The idea of staying up on Fortress Hill didn’t appeal, either. Fortress Hill has some of the most glorious stonework in the world. And that’s all it has. No beds. No cafes. No nothing, unless you felt like chewing rocks. I didn’t. “Let’s try it,” I said. Max made a horrible face, but he didn’t say no.

We had no trouble going down the steps to the bottom of the hill. I knew why, too-the Lokrians didn’t feel like climbing them. There have to be more than there are at the Temple of Siwa, even if those are a lot steeper. But when we got to the bottom…The first thing we saw was a woman’s body. Someone had smashed in her head. Flies buzzed around the pool of blood. Max and I have both been through wars-but there wasn’t supposed to be a war here.

Fine. That poor woman got killed in peacetime. It didn’t make her any less dead.

My nostrils twitched. Then I coughed. You always smell a lot of smoke in a city, from cookfires and hearthfires and what have you. But you don’t get a gust of wind with smoke as thick as if you were smoking six pipes at once. “They’re trying to burn the place down,” Max observed. “That’s clever of them, isn’t it?”

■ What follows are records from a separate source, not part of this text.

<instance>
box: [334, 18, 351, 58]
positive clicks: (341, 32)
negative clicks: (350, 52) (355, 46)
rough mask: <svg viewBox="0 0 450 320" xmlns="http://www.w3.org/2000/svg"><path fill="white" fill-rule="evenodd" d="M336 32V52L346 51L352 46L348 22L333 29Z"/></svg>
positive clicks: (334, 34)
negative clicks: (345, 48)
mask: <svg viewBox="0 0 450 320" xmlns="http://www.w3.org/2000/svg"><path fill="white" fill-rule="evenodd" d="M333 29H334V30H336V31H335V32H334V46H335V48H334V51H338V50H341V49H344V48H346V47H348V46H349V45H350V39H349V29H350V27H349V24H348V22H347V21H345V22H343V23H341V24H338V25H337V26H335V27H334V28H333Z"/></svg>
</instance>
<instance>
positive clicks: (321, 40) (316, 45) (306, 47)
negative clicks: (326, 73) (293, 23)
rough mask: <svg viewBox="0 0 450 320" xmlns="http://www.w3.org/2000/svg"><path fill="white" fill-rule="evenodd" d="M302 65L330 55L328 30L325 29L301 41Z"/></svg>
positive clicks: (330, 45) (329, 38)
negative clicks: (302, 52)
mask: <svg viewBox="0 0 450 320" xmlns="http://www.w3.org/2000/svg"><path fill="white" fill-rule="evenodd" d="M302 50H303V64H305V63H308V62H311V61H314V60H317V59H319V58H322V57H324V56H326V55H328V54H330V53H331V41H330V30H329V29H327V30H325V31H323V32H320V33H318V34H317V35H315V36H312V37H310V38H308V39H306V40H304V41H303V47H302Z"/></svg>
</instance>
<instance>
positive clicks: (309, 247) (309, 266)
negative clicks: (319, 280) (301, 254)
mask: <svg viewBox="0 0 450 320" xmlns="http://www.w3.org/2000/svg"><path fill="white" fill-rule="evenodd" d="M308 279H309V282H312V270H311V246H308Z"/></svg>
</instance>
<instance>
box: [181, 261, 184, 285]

“Brilliant,” I said. If the Hassocki had set fire to Lakedaimon, it would have been a fearsome atrocity. Everybody would have screamed and made them stop. Since the Lokrians were doing it to themselves, everybody would yawn-except for the people who got roasted. They’d scream, all right.

A band of a dozen or so rioters came tearing around a corner and started to rush right at us. They slowed down in a hurry, I must say. The sight of somebody Max’s size will do that to the most riotous rioter.

Max bowed to them. Since he’s so long and lean, he folds up amazingly. As he straightened to show them that, yes, he really was as tall as they thought he was, I bowed in turn. And I kept right on going, turning the bow into a handstand. If I’d been wearing a short skirt like most of the Lokrians, that might have played hob with my modesty. Or it might not-do they have drawers under those things? Trust me: I never tried to find out.